Admittedly, I’m a little late to this one, but the world’s richest book critic also took aim recently at development critic Dambisa Moyo, author of the controversial 2009 book, Dead Aid. The Sydney Morning Herald reported on the comments Gates made at a televised forum in Australia last week:

Mr Gates said the book had not helped in his aim for governments to increase their foreign aid spend. He added that the author “didn’t know much about aid and what aid was doing”.

“I think that that book actually did damage generosity of rich world countries,” Mr Gates said. “People have excused various [foreign aid] cutbacks because of it,” he added.

Mr Gates said if one was to objectively look at what foreign aid had been able to achieve then they “would never accuse it of creating a dependency”.

“Having children not die is not creating a dependency, having children not be so sick they can’t go to school, not having enough nutrition so their brains don’t develop. That is not a dependency. That’s an evil thing and books like that – they’re promoting evil,” he said.

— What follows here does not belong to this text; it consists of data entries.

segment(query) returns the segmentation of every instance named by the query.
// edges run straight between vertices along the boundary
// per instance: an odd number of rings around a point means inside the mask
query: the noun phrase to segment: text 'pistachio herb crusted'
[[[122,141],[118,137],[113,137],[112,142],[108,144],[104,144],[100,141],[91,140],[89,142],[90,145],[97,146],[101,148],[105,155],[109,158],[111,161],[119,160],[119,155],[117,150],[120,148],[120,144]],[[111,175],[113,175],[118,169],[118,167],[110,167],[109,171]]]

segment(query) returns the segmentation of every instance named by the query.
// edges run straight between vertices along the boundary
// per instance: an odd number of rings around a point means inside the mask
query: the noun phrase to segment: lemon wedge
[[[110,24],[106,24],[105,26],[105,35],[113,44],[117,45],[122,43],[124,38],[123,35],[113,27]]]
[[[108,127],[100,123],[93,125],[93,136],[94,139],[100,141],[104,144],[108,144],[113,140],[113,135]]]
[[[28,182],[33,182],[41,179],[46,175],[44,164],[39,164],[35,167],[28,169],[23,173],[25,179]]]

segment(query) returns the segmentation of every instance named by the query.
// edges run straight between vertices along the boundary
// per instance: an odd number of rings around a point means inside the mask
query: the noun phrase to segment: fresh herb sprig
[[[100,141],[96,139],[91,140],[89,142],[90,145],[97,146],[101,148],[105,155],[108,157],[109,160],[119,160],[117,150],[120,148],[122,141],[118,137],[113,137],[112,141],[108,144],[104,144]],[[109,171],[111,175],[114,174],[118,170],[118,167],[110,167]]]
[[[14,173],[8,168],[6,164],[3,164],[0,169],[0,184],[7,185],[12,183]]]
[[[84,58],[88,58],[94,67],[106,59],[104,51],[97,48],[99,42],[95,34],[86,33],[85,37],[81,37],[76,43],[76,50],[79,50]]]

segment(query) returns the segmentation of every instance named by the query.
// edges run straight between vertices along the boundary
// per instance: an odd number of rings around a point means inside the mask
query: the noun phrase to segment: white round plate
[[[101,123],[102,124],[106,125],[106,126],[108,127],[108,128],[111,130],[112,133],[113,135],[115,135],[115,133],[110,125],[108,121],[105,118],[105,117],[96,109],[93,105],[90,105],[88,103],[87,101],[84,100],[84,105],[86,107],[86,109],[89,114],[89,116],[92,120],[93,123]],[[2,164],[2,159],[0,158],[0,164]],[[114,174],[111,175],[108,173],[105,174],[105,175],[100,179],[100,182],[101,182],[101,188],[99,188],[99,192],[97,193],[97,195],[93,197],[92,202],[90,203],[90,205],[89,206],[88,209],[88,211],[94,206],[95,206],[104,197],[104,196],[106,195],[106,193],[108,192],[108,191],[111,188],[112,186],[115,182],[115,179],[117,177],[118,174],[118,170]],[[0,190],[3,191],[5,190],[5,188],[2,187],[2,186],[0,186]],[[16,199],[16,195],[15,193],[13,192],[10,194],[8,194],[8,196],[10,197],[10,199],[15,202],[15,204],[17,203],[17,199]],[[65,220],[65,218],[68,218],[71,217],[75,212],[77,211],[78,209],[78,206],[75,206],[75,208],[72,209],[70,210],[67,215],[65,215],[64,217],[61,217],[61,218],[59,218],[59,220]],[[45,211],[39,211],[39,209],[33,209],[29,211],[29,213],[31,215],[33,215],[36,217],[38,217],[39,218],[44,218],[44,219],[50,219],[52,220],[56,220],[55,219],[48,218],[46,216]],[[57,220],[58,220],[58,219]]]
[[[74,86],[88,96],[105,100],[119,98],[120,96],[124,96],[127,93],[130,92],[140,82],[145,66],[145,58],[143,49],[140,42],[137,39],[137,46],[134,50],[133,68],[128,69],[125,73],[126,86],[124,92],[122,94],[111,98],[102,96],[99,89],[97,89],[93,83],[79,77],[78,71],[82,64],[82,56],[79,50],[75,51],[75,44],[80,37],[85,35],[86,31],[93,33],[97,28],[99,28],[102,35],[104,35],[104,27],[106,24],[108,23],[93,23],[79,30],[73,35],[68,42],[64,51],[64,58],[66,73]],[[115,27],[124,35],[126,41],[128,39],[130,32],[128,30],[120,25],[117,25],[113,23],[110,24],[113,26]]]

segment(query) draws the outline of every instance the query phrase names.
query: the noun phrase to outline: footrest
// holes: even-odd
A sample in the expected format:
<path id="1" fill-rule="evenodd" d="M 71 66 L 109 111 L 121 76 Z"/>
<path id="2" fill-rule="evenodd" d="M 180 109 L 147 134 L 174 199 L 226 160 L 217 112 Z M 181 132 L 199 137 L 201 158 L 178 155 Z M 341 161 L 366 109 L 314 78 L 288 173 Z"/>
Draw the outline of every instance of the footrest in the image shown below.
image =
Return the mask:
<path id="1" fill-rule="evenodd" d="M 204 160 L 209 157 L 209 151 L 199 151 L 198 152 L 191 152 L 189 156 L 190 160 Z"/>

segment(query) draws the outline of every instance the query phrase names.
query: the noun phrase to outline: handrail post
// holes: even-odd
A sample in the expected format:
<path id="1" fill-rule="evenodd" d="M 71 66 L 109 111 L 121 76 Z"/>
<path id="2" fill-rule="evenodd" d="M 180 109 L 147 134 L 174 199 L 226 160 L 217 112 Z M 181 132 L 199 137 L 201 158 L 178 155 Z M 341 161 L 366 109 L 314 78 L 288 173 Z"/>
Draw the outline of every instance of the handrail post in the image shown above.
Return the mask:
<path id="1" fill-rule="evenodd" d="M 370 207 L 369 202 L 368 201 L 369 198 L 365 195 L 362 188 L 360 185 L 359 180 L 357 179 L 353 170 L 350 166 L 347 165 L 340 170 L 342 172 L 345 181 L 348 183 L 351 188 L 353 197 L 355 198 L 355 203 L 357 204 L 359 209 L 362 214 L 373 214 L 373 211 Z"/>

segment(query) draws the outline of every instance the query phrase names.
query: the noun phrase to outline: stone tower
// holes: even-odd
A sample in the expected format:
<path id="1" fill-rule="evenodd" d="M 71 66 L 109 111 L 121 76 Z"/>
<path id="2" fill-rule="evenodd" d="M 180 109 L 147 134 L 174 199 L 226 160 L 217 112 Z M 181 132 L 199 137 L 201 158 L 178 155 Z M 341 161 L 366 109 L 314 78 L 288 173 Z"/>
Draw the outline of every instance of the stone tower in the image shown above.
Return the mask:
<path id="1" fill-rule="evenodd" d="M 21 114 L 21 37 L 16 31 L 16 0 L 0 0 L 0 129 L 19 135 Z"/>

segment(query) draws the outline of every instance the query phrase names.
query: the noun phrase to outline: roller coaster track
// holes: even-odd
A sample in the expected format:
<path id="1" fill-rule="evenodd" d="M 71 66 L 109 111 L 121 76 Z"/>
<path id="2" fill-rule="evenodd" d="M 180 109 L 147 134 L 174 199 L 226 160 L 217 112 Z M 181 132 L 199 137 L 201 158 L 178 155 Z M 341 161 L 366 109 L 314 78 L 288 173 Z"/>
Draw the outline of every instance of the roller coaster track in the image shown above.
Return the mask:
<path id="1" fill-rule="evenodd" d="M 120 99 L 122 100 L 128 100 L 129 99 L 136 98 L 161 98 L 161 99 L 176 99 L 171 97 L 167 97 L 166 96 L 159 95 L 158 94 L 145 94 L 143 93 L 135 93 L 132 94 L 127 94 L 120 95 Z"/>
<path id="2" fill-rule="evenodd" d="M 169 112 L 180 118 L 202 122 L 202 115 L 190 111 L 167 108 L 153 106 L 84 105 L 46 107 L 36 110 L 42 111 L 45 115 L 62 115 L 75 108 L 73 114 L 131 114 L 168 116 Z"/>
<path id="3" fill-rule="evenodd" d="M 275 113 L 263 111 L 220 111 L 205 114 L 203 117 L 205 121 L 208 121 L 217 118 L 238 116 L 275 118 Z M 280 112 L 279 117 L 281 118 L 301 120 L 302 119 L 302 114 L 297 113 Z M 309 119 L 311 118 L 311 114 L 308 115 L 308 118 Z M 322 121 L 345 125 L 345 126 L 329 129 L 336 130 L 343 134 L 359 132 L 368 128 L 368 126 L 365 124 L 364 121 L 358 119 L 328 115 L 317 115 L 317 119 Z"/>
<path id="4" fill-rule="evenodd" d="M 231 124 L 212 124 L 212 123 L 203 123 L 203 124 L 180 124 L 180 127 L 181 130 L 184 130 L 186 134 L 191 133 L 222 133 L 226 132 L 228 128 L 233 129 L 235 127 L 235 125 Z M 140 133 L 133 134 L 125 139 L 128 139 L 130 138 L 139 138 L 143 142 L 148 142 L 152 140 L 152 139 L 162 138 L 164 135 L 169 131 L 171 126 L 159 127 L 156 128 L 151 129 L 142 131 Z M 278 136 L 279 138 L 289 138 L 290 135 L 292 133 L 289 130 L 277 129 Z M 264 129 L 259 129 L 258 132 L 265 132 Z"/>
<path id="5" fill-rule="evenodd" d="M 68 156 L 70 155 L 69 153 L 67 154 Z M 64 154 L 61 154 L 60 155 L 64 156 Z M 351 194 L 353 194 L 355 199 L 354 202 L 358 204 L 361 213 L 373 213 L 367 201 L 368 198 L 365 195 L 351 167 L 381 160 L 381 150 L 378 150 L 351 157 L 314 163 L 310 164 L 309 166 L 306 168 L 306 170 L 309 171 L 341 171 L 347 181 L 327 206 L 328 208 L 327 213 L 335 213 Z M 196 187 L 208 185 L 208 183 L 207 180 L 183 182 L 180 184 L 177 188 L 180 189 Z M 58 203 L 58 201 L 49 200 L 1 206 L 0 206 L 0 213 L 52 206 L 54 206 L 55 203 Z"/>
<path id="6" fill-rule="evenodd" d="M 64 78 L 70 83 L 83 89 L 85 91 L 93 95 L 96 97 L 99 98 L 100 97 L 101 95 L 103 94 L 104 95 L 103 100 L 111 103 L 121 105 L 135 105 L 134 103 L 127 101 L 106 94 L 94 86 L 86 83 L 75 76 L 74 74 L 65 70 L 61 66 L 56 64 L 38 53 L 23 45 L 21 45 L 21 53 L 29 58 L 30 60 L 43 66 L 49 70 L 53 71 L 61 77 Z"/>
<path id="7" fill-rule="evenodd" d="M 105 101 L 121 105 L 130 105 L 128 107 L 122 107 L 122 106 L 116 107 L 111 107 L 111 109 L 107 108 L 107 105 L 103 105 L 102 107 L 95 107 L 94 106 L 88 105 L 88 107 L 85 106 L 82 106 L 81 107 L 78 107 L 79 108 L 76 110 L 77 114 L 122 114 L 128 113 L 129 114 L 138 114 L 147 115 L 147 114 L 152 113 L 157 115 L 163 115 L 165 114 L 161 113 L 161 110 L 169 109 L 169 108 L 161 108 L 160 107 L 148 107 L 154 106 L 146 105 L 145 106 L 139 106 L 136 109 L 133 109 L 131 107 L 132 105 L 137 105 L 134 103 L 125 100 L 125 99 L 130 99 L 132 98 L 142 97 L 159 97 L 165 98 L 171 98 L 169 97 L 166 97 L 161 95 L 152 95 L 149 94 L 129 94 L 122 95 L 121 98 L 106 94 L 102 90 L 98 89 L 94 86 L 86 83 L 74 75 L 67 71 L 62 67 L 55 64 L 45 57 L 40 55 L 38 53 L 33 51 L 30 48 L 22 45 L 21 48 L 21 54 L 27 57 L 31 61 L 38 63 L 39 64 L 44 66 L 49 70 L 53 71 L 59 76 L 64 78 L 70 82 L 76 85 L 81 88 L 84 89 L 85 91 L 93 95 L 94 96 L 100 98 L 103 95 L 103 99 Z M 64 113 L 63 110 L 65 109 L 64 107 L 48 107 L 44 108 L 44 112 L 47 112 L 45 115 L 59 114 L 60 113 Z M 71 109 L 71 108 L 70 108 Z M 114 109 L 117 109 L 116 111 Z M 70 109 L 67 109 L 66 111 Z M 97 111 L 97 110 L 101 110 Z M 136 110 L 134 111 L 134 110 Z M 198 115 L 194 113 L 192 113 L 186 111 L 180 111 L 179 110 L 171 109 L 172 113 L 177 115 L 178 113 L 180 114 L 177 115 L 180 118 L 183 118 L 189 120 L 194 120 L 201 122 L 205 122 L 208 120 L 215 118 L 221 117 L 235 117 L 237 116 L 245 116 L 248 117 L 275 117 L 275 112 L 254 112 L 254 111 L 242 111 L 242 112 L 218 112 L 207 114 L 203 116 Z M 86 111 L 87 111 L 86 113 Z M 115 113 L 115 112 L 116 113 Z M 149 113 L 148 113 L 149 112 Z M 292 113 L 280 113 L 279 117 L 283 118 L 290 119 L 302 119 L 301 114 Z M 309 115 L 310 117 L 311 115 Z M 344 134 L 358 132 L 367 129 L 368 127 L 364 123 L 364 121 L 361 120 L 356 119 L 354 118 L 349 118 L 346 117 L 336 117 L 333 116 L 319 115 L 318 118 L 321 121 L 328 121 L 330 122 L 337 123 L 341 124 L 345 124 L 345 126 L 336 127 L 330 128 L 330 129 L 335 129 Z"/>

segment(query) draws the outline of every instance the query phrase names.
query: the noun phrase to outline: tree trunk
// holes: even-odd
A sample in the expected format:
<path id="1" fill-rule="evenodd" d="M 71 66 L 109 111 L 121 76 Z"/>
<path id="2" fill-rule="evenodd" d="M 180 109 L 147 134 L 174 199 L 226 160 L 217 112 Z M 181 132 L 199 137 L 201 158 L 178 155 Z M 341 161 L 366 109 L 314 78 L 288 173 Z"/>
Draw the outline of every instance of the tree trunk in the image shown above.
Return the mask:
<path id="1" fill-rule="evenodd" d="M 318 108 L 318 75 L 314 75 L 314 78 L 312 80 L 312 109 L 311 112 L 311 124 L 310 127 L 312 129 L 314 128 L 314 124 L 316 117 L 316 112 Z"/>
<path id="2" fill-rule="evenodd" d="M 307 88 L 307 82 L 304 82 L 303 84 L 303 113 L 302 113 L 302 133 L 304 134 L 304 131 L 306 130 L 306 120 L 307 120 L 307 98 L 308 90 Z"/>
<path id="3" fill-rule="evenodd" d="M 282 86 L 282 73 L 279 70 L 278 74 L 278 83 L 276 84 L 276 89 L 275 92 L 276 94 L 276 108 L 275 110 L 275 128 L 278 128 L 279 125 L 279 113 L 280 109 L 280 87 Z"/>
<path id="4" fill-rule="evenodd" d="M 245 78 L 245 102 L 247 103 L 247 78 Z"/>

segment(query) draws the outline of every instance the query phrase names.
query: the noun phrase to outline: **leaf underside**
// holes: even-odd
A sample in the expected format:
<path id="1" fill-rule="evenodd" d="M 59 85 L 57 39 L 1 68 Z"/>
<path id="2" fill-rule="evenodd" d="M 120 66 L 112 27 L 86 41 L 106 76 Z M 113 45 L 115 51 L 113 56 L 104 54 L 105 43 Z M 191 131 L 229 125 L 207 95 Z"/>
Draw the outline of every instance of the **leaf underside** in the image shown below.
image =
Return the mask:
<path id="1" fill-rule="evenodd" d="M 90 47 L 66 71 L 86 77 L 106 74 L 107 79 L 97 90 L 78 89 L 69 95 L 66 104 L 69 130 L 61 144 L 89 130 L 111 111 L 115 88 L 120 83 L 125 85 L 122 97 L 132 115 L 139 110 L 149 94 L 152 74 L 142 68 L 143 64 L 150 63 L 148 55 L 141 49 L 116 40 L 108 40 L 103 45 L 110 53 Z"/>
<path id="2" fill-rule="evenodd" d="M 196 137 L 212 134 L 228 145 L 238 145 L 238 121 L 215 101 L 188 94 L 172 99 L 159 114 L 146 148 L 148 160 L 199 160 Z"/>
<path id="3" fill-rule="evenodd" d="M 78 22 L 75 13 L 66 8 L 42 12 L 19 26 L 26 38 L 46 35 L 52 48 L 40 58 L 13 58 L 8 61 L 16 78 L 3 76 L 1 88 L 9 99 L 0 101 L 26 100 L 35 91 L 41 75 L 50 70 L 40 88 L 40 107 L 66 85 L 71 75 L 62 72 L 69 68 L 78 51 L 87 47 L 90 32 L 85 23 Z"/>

The economist responded in a blog post on her website:

  1. I wrote Dead Aid to contribute to a useful debate on why, over many decades, multi billions of dollars of aid has consistently failed to deliver sustainable economic growth and meaningfully reduce poverty. I also sought to explicitly explain how decades of government to government aid actually undermined economic growth and contributed to worsening living conditions across Africa. More than this, I clearly detailed better ways for African leaders, and governments across the world, to finance economic development. I have been under the impression that Mr. Gates and I want the same thing – for the livelihood of Africans to be meaningfully improved in a sustainable way. Thus, I have always thought there is significant scope for a mature debate about the efficacy and limitations of aid. To say that my book “promotes evil” or to allude to my corrupt value system is both inappropriate and disrespectful.
  2. Mr. Gates’ claim that I “didn’t know much about aid and what it was doing” is also unfortunate. I have dedicated many years to economic study up to the PhD level, to analyze and understand the inherent weaknesses of aid, and why aid policies have consistently failed to deliver on economic growth and poverty alleviation. To this, I add my experience working as a consultant at the World Bank, and being born and raised in Zambia, one of the poorest aid-recipients in the world. This first-hand knowledge and experience has highlighted for me the legacy of failures of aid, and provided me with a unique understanding of not only the failures of the aid system but also of the tools for what could bring African economic success.

It’s a little surprising to me how much controversy Dead Aid continues to generate four years after its publication. The author recently got the full Jacob Weisberg interview treatment over atSlate, during which she — perhaps not coincidentally — had some suggestions for how Gates might better spend his money: endowing a university or building a Microsoft plant rather than funding humanitarian programs.

As Tom Murphy notes, Moyo doesn’t have an awful lot of fans among fellow economists, even those who share some of her doubts about the effectiveness of aid programs. Edward Carrsuggests that Moyo’s prominence has actually made it easier for people like Gates to dismiss the objections of slightly less extreme critics.